A Differential Geometric View and Explainability of GNN on Evolving Graphs
This provides explainability for GNNs on evolving graphs, which is crucial for applications like social networks and biochemistry, though it is incremental as it builds on existing attribution and geometric techniques.
The paper tackles the problem of understanding how Graph Neural Networks (GNNs) respond to evolving graphs by proposing a differential geometric method to model distributional evolution as smooth curves on a manifold, with experiments showing better sparsity, faithfulness, and intuitiveness compared to state-of-the-art methods.

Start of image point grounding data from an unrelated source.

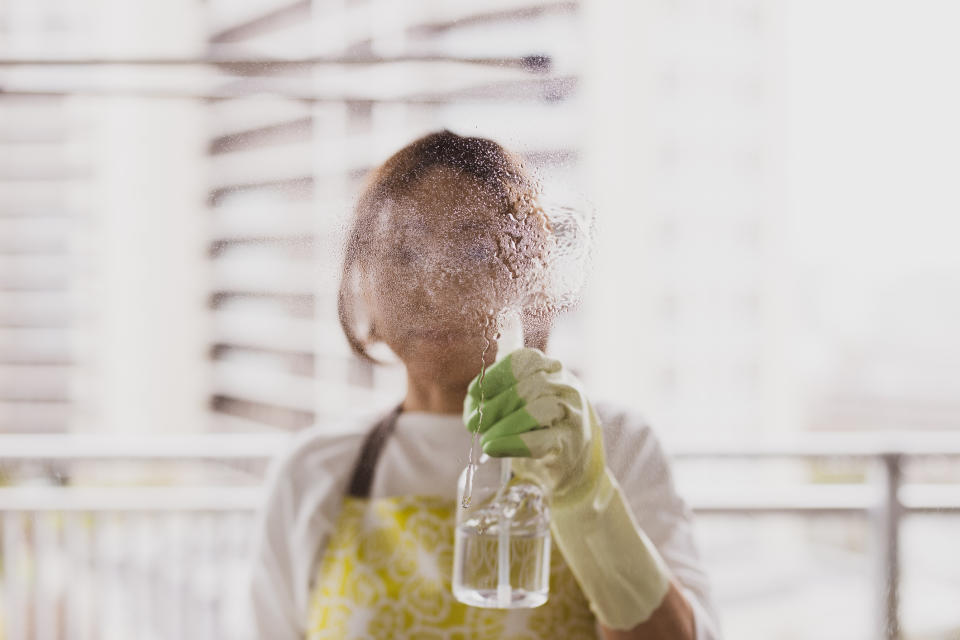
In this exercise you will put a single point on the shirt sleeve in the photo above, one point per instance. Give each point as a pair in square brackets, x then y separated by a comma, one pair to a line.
[304, 490]
[637, 460]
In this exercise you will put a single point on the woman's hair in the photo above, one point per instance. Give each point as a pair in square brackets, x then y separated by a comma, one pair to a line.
[496, 169]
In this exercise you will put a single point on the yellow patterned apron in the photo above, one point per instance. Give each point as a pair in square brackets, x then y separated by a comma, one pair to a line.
[386, 573]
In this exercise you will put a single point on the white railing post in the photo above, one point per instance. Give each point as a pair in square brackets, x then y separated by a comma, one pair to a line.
[887, 523]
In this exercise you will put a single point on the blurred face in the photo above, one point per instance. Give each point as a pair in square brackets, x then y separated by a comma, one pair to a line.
[448, 258]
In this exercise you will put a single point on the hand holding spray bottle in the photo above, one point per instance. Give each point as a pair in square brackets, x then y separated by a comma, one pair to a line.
[502, 544]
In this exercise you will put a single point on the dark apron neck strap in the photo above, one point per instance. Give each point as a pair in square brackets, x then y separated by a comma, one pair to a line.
[366, 464]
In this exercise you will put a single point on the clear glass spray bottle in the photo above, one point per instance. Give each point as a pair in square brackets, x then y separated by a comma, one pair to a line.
[502, 543]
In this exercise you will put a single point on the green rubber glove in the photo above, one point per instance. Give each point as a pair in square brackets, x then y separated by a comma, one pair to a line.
[534, 410]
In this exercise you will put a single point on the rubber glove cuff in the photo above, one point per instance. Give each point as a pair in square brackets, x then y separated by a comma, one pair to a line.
[616, 565]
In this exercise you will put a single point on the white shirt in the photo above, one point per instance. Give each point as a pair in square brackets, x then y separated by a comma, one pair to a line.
[425, 456]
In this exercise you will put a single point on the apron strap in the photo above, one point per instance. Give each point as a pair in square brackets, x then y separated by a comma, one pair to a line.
[366, 464]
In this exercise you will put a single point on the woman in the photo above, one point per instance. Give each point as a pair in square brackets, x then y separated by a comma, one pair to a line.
[355, 539]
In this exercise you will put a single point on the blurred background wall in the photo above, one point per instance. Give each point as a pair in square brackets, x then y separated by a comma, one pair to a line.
[775, 287]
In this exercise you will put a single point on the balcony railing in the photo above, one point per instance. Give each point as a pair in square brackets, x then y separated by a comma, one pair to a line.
[167, 561]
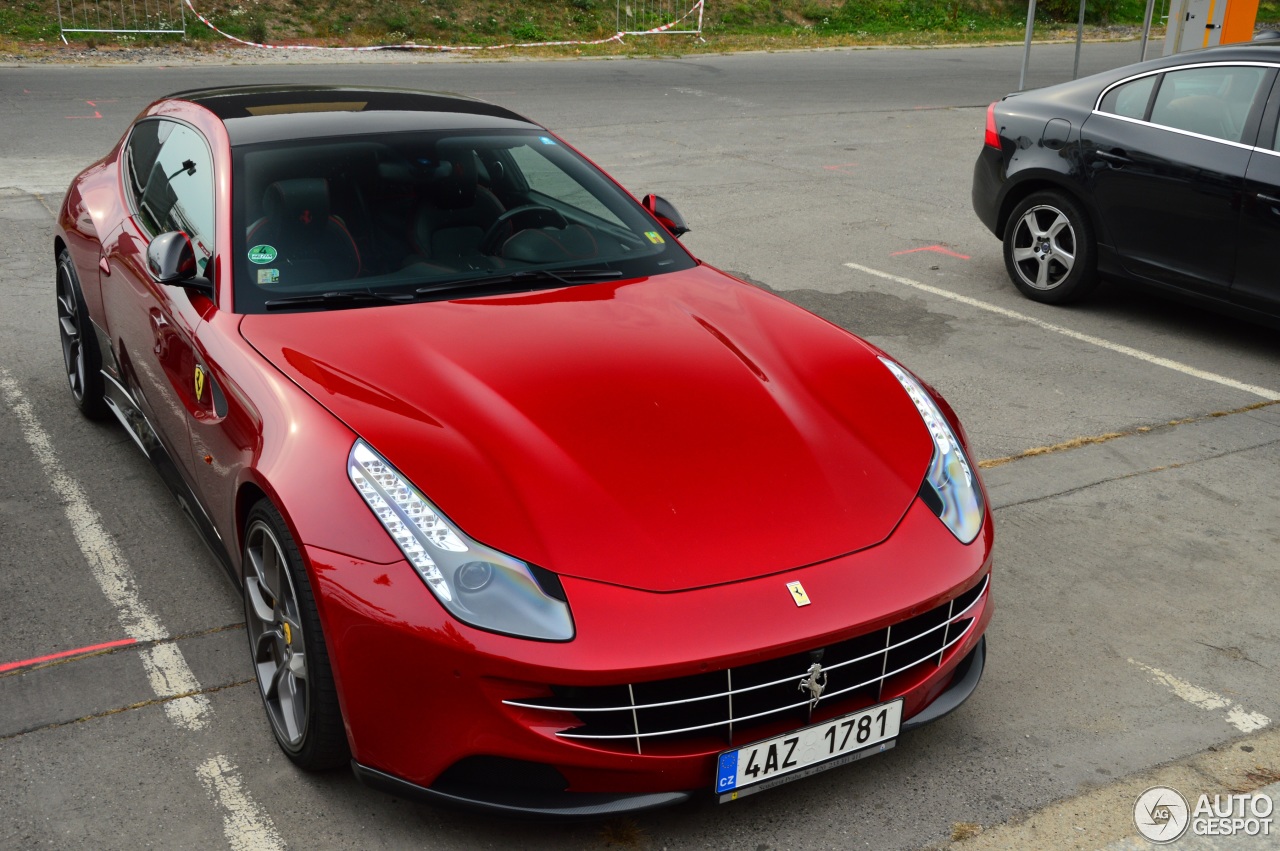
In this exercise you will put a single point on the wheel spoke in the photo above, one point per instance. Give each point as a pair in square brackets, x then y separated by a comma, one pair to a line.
[1042, 275]
[1032, 225]
[264, 644]
[1064, 257]
[292, 705]
[269, 678]
[298, 666]
[1060, 223]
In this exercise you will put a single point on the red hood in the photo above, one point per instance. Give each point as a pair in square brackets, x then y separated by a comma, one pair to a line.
[667, 433]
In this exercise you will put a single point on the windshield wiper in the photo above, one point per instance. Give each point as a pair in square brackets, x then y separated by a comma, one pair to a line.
[567, 277]
[339, 298]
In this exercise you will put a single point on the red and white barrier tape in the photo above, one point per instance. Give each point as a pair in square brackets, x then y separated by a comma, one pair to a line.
[616, 37]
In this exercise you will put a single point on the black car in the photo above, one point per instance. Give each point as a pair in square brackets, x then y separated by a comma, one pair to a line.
[1164, 173]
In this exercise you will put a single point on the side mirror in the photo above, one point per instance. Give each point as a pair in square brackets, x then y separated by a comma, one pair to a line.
[666, 214]
[172, 260]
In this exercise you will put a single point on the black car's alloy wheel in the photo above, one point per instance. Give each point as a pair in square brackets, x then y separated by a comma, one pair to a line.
[1050, 250]
[287, 646]
[80, 347]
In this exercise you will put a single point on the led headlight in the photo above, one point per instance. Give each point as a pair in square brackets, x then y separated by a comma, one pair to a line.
[476, 584]
[950, 486]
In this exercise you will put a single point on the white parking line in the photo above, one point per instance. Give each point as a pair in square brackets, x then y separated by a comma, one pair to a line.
[246, 826]
[1237, 715]
[1266, 393]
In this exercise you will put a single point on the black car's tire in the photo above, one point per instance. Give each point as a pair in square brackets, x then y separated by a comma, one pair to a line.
[1050, 248]
[81, 358]
[296, 685]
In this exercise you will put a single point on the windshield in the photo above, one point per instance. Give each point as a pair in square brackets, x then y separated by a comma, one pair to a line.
[419, 215]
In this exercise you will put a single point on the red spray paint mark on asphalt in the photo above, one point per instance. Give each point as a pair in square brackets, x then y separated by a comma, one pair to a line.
[96, 114]
[935, 248]
[67, 654]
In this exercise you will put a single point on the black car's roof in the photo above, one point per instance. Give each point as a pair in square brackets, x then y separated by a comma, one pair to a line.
[272, 113]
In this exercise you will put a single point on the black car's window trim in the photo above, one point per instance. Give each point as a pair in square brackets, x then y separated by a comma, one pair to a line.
[1252, 124]
[1269, 137]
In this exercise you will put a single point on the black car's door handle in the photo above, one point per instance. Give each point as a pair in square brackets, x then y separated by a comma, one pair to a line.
[1114, 156]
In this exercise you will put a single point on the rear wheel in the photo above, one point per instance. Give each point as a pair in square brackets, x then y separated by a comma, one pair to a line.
[81, 358]
[287, 645]
[1050, 250]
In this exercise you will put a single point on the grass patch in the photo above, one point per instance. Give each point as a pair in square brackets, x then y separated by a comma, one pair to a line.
[728, 24]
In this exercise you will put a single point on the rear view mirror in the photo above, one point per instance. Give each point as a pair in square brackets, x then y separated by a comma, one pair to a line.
[666, 214]
[172, 260]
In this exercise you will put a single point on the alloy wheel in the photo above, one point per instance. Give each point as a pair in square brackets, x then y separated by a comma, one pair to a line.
[275, 635]
[1045, 247]
[69, 332]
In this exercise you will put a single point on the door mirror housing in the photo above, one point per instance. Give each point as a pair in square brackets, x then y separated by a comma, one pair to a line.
[172, 261]
[666, 214]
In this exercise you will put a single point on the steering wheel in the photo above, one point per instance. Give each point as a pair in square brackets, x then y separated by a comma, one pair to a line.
[531, 215]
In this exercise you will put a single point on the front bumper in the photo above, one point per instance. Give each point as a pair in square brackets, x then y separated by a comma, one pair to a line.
[595, 805]
[424, 695]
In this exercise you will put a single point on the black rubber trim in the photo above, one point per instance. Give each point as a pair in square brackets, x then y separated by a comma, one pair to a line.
[967, 676]
[522, 804]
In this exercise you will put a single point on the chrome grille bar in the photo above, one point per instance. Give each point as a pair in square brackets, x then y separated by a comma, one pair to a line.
[771, 712]
[888, 646]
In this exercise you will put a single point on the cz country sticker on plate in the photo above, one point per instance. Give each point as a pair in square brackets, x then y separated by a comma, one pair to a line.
[808, 750]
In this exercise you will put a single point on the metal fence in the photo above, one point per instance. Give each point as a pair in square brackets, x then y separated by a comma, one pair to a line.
[122, 17]
[645, 17]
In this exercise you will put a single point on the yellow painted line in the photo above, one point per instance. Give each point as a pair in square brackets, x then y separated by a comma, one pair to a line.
[1266, 393]
[1086, 440]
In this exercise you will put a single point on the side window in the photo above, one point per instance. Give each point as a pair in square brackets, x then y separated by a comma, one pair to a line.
[172, 183]
[1210, 101]
[549, 179]
[1129, 100]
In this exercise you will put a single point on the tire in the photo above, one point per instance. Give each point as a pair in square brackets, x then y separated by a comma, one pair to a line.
[1050, 250]
[280, 616]
[82, 362]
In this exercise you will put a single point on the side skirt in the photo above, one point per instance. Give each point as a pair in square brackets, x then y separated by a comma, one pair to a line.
[136, 424]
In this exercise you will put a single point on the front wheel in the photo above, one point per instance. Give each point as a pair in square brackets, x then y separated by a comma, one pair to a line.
[1050, 250]
[291, 662]
[81, 357]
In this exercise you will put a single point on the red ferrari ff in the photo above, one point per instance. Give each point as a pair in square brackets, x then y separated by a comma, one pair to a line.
[531, 509]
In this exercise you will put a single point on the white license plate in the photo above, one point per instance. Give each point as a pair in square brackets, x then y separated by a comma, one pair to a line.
[808, 750]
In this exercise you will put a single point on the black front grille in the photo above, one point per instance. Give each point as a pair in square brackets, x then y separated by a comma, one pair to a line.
[740, 698]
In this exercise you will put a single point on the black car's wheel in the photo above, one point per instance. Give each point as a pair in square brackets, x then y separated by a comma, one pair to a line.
[1048, 248]
[287, 645]
[80, 347]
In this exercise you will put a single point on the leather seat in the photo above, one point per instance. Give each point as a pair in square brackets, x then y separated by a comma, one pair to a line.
[456, 213]
[311, 245]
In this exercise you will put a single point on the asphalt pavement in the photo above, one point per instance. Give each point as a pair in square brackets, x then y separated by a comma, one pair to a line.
[1136, 557]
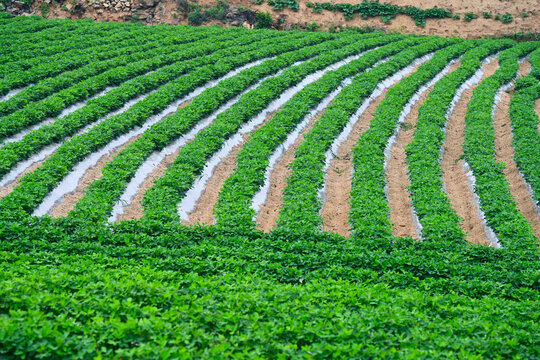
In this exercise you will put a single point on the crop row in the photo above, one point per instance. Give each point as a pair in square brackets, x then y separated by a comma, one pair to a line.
[25, 63]
[492, 187]
[67, 31]
[386, 11]
[97, 36]
[130, 57]
[125, 59]
[525, 130]
[53, 105]
[121, 43]
[233, 208]
[46, 177]
[307, 169]
[168, 190]
[95, 109]
[439, 221]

Graphs are ubiquitous in social networks and biochemistry, where Graph Neural Networks (GNN) are the state-of-the-art models for prediction. Graphs can be evolving and it is vital to formally model and understand how a trained GNN responds to graph evolution. We propose a smooth parameterization of the GNN predicted distributions using axiomatic attribution, where the distributions are on a low-dimensional manifold within a high-dimensional embedding space. We exploit the differential geometric viewpoint to model distributional evolution as smooth curves on the manifold. We reparameterize families of curves on the manifold and design a convex optimization problem to find a unique curve that concisely approximates the distributional evolution for human interpretation. Extensive experiments on node classification, link prediction, and graph classification tasks with evolving graphs demonstrate the better sparsity, faithfulness, and intuitiveness of the proposed method over the state-of-the-art methods.